We found that when patients with peripheral lung tumours were treated with SBRT, abdominal compression did not significantly change the tumour excursion in any of the three dimensions or the overall motion vector of the lung tumour and that the respiratory pattern changed in all lobe locations. Patients tend to breathe with the upper thoracic region when the lower region is immobilised; therefore, when abdominal breathing is suppressed, chest breathing is enhanced, which leads to changes in the excursion of tumours in different directions of the lung [29, 31]. Our results are more meaningful in terms of the efficacy of compression on target volumes. Abdominal compression reduced the IGTV, increased the DI of IGTVCBCTcom in PTVMIPcom, and reduced the PTV margins based on 4DCT.
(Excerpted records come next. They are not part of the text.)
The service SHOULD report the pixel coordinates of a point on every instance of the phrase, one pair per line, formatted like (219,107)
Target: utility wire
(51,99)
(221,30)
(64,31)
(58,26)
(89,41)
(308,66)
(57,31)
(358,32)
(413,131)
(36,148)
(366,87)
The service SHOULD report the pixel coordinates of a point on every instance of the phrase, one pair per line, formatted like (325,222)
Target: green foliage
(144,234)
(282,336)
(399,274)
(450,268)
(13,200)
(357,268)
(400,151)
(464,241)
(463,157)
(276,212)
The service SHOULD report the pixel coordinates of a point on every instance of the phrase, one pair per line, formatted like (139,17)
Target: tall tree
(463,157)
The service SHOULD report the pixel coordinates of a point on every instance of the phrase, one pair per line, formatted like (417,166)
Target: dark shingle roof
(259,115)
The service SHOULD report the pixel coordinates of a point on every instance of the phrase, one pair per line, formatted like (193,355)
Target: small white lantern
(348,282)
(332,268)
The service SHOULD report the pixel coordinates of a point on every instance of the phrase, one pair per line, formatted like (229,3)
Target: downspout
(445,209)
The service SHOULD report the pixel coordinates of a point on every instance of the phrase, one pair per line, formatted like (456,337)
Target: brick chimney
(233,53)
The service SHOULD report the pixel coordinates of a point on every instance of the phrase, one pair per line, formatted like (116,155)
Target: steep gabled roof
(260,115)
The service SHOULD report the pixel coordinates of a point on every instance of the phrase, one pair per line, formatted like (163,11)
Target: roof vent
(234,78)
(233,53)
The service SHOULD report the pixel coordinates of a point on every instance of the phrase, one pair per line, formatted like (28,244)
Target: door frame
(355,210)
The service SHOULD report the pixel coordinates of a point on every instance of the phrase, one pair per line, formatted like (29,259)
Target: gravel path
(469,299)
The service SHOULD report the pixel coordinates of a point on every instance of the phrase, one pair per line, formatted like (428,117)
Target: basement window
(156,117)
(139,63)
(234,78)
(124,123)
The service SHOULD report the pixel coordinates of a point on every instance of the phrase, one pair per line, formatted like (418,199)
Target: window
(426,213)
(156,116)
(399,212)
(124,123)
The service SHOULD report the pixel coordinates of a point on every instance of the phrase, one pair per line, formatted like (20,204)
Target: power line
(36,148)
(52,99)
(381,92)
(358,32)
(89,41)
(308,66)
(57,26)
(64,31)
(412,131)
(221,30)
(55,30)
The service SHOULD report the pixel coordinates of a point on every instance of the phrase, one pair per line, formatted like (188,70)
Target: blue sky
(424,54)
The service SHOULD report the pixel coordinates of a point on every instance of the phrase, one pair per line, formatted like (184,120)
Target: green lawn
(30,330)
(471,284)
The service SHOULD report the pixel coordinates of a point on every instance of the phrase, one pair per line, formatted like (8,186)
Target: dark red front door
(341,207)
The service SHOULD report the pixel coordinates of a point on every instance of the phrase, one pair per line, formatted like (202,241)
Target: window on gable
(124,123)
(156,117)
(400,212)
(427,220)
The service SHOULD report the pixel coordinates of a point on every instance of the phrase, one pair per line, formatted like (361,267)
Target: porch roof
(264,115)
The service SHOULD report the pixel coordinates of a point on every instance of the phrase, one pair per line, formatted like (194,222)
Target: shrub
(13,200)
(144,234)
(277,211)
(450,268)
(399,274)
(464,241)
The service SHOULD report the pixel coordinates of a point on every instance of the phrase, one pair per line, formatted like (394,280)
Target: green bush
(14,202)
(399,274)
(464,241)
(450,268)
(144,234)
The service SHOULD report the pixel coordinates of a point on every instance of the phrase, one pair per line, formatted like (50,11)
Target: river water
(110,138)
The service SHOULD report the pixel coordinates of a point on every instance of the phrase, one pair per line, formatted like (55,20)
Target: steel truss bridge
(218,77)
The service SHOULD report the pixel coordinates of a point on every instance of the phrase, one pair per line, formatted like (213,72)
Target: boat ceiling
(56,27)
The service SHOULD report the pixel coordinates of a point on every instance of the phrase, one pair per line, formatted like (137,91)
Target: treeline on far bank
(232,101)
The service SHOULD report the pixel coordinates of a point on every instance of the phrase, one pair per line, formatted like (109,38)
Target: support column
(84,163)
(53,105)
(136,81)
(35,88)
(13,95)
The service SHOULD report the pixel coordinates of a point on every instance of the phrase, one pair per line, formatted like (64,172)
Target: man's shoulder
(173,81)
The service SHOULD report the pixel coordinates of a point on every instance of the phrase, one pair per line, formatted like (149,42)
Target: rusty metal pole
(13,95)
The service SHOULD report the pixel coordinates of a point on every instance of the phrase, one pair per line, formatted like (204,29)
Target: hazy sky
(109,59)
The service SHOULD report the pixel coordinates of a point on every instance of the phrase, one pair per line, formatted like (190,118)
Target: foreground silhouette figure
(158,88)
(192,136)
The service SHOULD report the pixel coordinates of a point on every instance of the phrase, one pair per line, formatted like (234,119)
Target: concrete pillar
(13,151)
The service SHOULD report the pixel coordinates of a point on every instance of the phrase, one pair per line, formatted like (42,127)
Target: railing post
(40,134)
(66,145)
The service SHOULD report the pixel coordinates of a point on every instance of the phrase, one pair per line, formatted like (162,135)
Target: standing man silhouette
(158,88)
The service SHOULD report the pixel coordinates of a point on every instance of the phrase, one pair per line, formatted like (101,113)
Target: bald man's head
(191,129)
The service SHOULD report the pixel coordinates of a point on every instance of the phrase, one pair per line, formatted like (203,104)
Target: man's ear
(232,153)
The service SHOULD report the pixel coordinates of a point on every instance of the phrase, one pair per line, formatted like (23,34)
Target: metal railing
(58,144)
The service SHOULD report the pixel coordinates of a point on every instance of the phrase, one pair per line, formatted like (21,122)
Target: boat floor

The main limitation of this study was its small sample size, especially in the group of patients with tumours in the lower lobes, which led to smaller tumour excursions. Further studies with larger case numbers are needed to confirm our findings.

Conclusions

Use of abdominal compression did not decrease the motion of peripheral lung tumours in this study. When compared with non-compression, the GTV motion was not significantly decreased in any of the three directions measured or in the 3D vector regardless of the site of the tumour in the lung. While there was a change in the respiratory pattern with compression, it was related to the lung lobes in that the excursions increased in the LR direction and decreased in the AP and SI directions for the upper middle lobes but did not change in the LR direction, increased in the AP direction, and decreased in the SI direction for the lower lobes. A substantially smaller IGTV was seen for peripheral pulmonary tumours, and compression could increase the DI of IGTVCBCTcom in PTVMIPcom to minimise the external extension boundary of peripheral pulmonary tumours treated with SBRT based on 4DCT.